There you go. That's the hook.
There seems to have been a recent push in the mainstream (or at least, from what I've observed?) to heavily convince women that they should be into bestiality of some kind.
Maybe I've just been out of the loop for a lot of material aimed at women over the years, but various social commentary content creators I follow have noted how hard they have been pushing the women-with-monsters angle in media recently, especially romance novels.
Have they always been this way? Maybe. But from back what I remember, blokes like Fabio used to grace the covers of romance novels frequently, not minotaurs and centaurs.
Del Toro also did the Shape of Water, which was also about a wench falling in love with a creature. Seems like a common theme with some of his more recent films.
While that's probably the subtext, my male mind interpreted it as Elizabeth being a bleeding heart who saw the monster as something innocent. And indeed, it was at first. Dangerous, but a true blank slate. A newborn baby in the body of a juggernaut. Her infatuation of the creature coming from maternal instinct rather than lust.
Of course, that's what I saw in it. What Del Toro intended, and what the female audience will get out of it are probably very different.

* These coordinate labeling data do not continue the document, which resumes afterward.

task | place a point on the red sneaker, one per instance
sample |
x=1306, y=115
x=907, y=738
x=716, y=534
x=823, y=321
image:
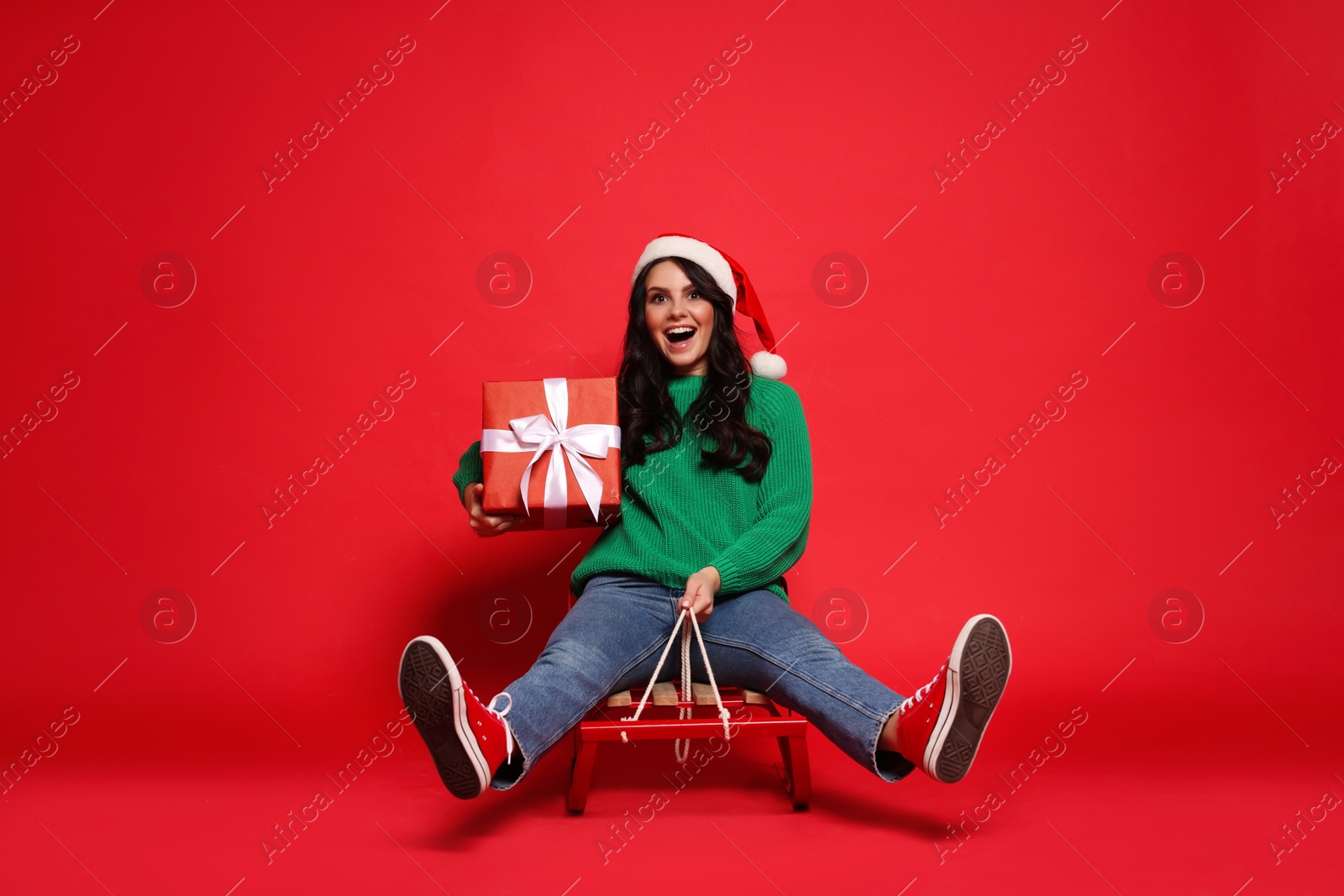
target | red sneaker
x=940, y=727
x=467, y=739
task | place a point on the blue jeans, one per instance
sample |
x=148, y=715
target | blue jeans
x=612, y=638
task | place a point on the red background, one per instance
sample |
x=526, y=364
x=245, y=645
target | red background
x=316, y=295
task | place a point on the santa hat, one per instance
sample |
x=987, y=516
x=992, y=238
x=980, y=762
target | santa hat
x=732, y=280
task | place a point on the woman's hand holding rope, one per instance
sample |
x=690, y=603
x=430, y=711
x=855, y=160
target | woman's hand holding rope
x=699, y=593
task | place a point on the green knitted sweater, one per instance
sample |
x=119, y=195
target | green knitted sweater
x=680, y=515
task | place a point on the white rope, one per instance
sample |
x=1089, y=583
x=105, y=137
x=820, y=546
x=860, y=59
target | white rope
x=687, y=694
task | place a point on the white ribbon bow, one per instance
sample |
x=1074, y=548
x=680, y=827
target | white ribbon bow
x=551, y=432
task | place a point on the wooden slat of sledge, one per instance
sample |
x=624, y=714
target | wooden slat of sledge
x=665, y=694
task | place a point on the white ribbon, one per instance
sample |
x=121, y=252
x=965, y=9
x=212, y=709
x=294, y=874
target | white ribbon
x=551, y=432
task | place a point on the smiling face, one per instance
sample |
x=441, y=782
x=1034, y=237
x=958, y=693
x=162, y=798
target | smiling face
x=679, y=317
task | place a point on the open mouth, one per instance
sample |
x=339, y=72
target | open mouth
x=679, y=333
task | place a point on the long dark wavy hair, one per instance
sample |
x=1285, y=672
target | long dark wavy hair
x=647, y=409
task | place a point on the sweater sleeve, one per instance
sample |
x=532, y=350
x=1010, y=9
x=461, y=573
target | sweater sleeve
x=784, y=503
x=468, y=470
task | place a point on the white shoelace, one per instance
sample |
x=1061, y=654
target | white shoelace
x=909, y=701
x=501, y=714
x=683, y=712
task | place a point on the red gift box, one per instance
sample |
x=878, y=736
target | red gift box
x=551, y=452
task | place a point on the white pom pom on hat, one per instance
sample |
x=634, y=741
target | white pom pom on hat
x=732, y=280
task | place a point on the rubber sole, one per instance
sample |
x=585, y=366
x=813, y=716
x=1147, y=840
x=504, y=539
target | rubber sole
x=978, y=676
x=432, y=691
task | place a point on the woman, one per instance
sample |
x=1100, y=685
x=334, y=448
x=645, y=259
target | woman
x=716, y=508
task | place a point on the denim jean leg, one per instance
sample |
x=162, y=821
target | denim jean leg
x=612, y=629
x=757, y=641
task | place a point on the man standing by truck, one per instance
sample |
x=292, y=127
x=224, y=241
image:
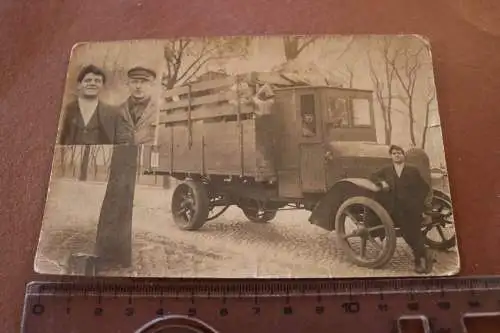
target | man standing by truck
x=114, y=232
x=404, y=192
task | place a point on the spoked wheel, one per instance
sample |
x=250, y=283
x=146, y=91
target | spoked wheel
x=440, y=234
x=365, y=232
x=258, y=213
x=214, y=210
x=190, y=205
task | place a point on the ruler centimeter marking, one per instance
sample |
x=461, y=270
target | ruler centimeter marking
x=259, y=306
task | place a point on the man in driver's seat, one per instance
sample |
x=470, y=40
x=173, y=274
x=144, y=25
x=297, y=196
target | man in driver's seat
x=404, y=193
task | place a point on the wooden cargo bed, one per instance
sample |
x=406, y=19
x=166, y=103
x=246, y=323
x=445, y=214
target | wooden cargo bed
x=215, y=128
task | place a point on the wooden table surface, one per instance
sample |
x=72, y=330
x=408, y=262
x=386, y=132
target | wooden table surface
x=36, y=37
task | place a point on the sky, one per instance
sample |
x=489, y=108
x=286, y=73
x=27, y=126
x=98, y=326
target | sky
x=329, y=55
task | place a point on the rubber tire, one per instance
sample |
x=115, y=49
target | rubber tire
x=390, y=234
x=268, y=216
x=201, y=206
x=447, y=244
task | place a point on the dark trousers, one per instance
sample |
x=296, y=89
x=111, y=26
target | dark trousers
x=410, y=222
x=114, y=231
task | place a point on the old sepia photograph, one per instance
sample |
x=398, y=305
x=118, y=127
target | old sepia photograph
x=316, y=156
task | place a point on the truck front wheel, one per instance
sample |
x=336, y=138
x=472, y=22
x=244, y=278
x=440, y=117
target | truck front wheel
x=190, y=205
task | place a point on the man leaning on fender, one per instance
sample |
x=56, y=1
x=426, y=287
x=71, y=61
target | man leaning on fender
x=404, y=194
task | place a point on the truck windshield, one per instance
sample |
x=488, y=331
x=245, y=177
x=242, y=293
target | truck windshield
x=348, y=112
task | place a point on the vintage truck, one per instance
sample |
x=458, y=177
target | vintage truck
x=263, y=144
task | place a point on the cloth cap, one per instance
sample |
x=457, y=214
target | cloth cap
x=141, y=73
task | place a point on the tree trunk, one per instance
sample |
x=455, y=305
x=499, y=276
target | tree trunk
x=412, y=122
x=84, y=163
x=114, y=230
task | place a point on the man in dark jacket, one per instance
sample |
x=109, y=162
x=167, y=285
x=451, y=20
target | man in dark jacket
x=88, y=120
x=404, y=193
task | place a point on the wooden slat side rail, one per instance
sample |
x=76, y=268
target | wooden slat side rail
x=222, y=96
x=206, y=113
x=200, y=86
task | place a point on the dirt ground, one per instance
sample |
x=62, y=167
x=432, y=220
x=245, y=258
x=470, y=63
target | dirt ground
x=229, y=246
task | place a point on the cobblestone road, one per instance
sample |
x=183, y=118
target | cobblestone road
x=229, y=246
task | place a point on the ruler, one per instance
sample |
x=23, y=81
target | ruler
x=440, y=305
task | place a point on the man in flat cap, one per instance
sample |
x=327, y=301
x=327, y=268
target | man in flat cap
x=404, y=192
x=114, y=231
x=139, y=110
x=87, y=119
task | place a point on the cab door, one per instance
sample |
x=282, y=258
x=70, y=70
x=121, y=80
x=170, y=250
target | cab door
x=310, y=139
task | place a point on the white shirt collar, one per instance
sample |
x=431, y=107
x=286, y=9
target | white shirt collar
x=87, y=108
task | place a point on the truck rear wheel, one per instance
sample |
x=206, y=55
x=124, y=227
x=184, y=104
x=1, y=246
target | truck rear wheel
x=190, y=205
x=372, y=225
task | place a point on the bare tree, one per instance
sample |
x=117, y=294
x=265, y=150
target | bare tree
x=294, y=45
x=406, y=65
x=186, y=57
x=430, y=97
x=383, y=84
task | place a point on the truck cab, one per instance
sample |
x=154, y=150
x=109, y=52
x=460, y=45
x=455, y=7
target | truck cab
x=325, y=134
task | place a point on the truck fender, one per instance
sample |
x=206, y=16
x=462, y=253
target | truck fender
x=323, y=213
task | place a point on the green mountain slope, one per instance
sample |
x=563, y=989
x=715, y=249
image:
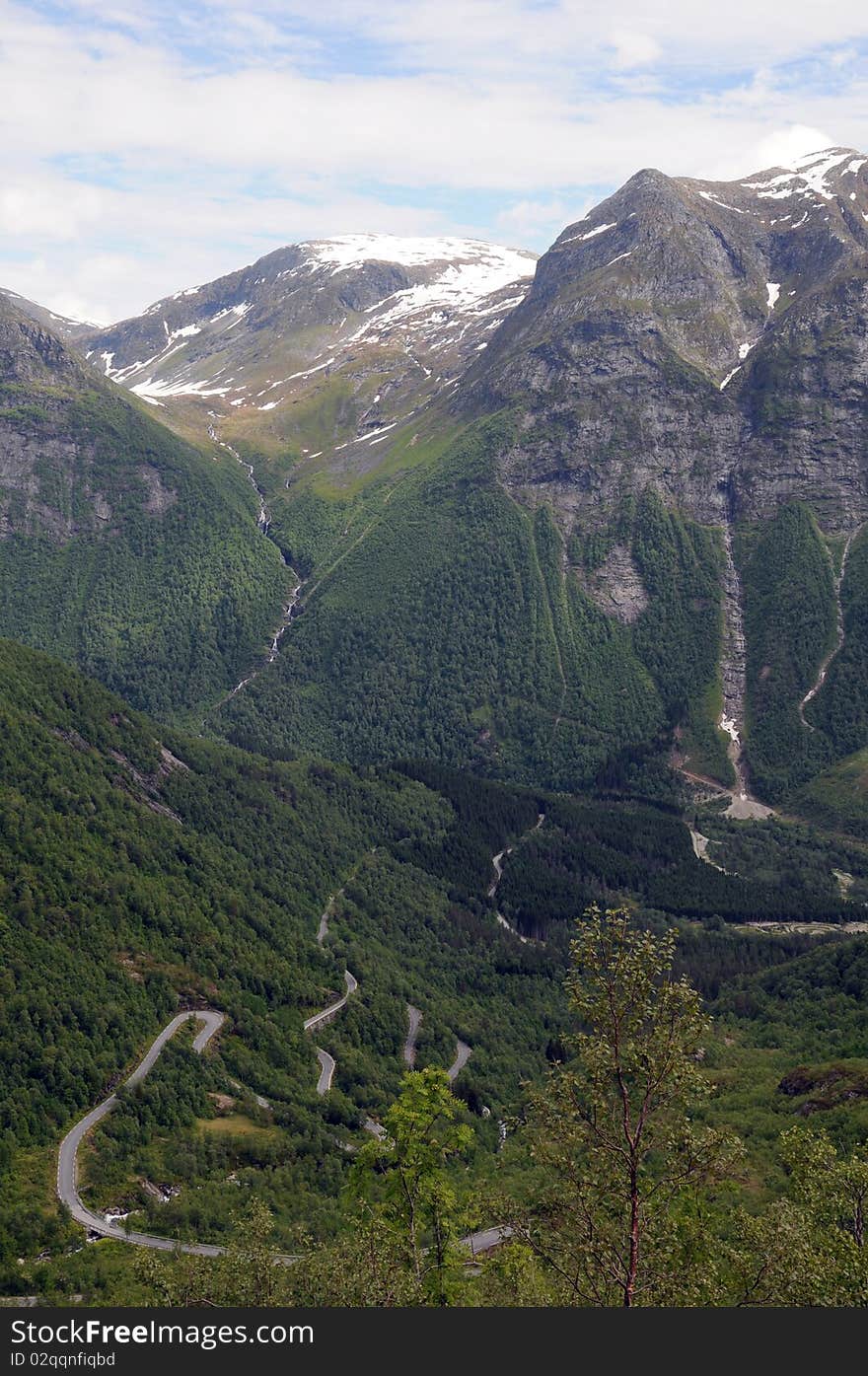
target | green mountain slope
x=456, y=625
x=121, y=547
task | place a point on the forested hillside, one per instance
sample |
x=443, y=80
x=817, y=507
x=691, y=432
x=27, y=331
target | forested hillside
x=124, y=549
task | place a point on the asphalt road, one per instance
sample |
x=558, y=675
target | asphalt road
x=68, y=1156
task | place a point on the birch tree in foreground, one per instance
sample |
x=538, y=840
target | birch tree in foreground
x=619, y=1218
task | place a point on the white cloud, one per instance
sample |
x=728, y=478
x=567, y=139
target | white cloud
x=784, y=146
x=121, y=146
x=634, y=49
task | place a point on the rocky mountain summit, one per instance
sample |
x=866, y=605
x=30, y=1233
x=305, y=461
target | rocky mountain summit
x=701, y=338
x=68, y=329
x=366, y=326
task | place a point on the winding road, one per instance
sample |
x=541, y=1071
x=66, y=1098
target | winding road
x=212, y=1021
x=326, y=1062
x=463, y=1055
x=68, y=1155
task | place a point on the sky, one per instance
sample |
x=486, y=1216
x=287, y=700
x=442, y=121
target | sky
x=152, y=146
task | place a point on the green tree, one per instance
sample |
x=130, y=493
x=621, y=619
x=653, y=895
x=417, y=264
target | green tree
x=620, y=1159
x=808, y=1250
x=417, y=1201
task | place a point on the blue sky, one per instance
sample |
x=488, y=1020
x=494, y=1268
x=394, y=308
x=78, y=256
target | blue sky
x=153, y=146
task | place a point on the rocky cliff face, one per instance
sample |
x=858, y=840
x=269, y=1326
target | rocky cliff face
x=318, y=344
x=47, y=483
x=707, y=340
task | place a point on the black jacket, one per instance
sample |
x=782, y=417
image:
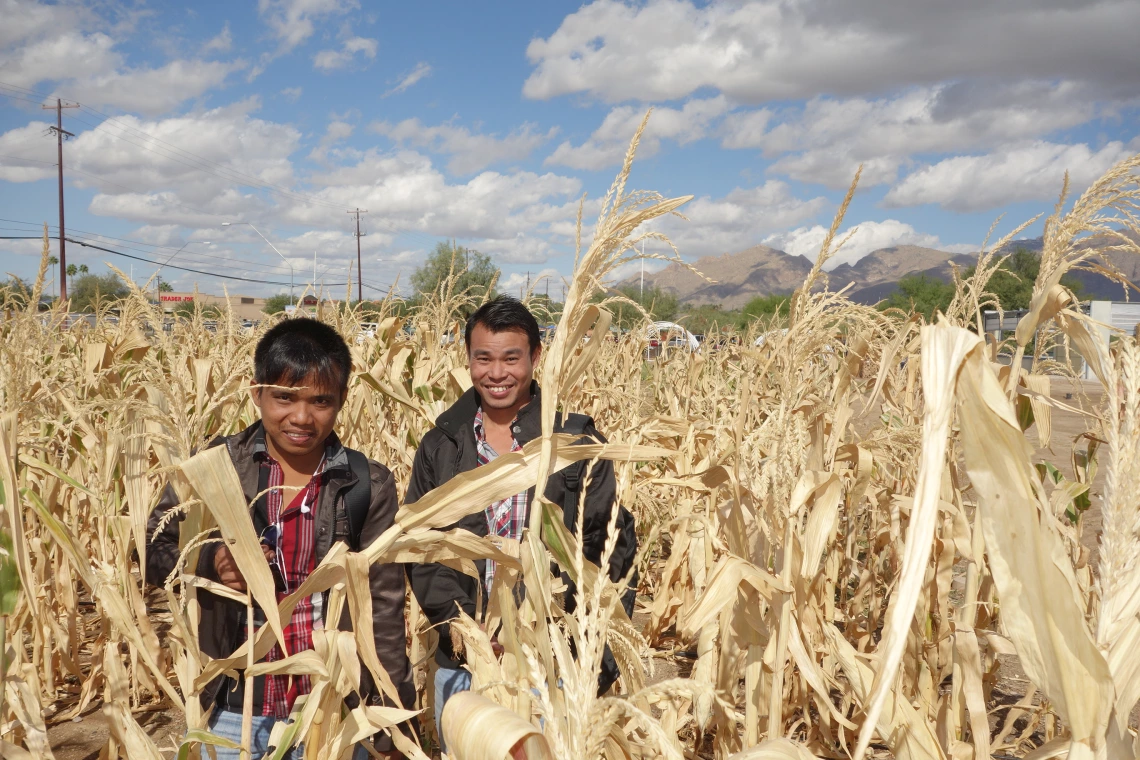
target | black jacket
x=220, y=627
x=449, y=449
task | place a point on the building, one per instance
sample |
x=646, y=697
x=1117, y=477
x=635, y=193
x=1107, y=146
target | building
x=245, y=307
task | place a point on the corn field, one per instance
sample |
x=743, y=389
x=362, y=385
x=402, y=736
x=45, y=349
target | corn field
x=845, y=529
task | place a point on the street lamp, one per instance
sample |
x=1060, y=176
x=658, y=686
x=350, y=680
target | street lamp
x=157, y=279
x=275, y=251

That's fine until her death scene where she starts talking about falling in love so quickly and all
That's a fair assessment of what could have been intended, and a good faith interpretation.
Mine was more of the pessimistic impression based on current cultural trends.
All part of the plan. Our Race Will Rule Undisputed Over The World
Women aren't that different from men. They just can be more subtle about things.
Look at the pornography problem that men have gone through in the last decades. Where "softcore" stuff was enough for men to pay money just a generation or two ago, and now we have men with hyper fetishes that barely even make sense and an addiction to the dopamine rush of gooning to it.
Women's stuff went through much a similar path, where they dabbled in monster stuff that was still mostly human (the 90s-00s vampire craze was built on this), but it was all still heavily into the romantic, emotional angle that would be their version of "softcore" with Fabio.
Then they literally had hardcore BDSM books reach mainstream popularity and normalcy with 50 Shades of Grey. That became the baseline for their masturbation fantasies. So of course something already established like "monster fucking" would explode into some extreme levels afterward to keep chasing that taboo dopamine high.